Cependant, Enembe n’a pas nié les allégations selon lesquelles il serait allé dans des casinos à l’étranger. Pour lui, il s’agit simplement d’une activité de divertissement que d’autres fonctionnaires pratiquent également. Mais il a cessé cette activité depuis qu’il est tombé malade.

Il a également admis que ses comptes bancaires, ceux de sa femme et de son enfant avaient été bloqués il y a quatre mois.

« Je ne chercherai pas à me faire soigner à l’étranger malgré la lettre d’autorisation du ministre de l’Intérieur. Je resterai en Indonésie pour faire face à ma criminalisation », a insisté Enembe.

Pour Enembe, les efforts de ceux qui veulent le faire tomber en le criminalisant sont très étranges étant donné que son mandat de gouverneur se termine dans un an.

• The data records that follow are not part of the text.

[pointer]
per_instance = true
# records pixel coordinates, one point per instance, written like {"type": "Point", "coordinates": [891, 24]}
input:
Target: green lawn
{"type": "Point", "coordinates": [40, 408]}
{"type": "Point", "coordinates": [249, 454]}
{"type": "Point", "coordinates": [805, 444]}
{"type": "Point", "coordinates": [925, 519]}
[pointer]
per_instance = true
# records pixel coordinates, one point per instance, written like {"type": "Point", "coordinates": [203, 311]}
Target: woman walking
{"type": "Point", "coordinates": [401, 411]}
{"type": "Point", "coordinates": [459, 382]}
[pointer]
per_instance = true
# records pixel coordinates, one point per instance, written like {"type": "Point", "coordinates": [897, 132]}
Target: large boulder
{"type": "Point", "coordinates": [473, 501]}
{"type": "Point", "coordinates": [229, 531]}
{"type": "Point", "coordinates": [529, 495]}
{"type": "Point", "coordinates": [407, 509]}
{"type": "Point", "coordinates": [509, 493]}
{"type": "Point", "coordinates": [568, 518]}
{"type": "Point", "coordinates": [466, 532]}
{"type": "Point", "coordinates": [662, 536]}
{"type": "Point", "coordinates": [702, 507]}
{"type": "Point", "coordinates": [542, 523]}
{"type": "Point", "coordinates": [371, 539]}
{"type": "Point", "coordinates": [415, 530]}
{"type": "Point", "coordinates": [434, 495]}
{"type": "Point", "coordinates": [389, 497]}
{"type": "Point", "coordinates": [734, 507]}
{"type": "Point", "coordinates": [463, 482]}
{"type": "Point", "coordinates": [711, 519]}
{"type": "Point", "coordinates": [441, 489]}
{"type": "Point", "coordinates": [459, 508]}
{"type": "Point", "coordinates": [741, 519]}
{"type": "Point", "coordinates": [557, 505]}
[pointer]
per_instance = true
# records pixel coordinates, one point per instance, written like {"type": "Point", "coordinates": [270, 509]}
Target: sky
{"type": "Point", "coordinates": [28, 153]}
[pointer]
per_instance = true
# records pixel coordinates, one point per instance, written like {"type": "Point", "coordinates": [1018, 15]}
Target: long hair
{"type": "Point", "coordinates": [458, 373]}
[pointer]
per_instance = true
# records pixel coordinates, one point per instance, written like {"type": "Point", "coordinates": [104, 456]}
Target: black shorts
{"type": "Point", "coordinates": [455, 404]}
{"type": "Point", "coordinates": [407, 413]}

« Ils n’ont pas besoin de se donner la peine de me faire tomber. Je vais aussi démissionner de mon poste de gouverneur. Dans un an, mon mandat prendra fin », a rappelé Enembe.

Des années passées à être le président du conseil exécutif régional du Parti démocrate ont rendu Enembe très familier avec les luttes de pouvoir entre partis politiques et autres intrigues politiques. En tant que chef de région depuis près de vingt ans, l’homme originaire de Mamit, dans la régence de Tolikara, en a assez de gérer les longs conflits qui ont eu lieu en Papouasie pour que celle-ci reste au sein de la République d’Indonésie.

« Prendre soin de la Papouasie n’est pas facile. Si elle est mal gérée, la situation peut être dangereuse », a constaté Enembe en concluant la conversation avec Jubi. (*)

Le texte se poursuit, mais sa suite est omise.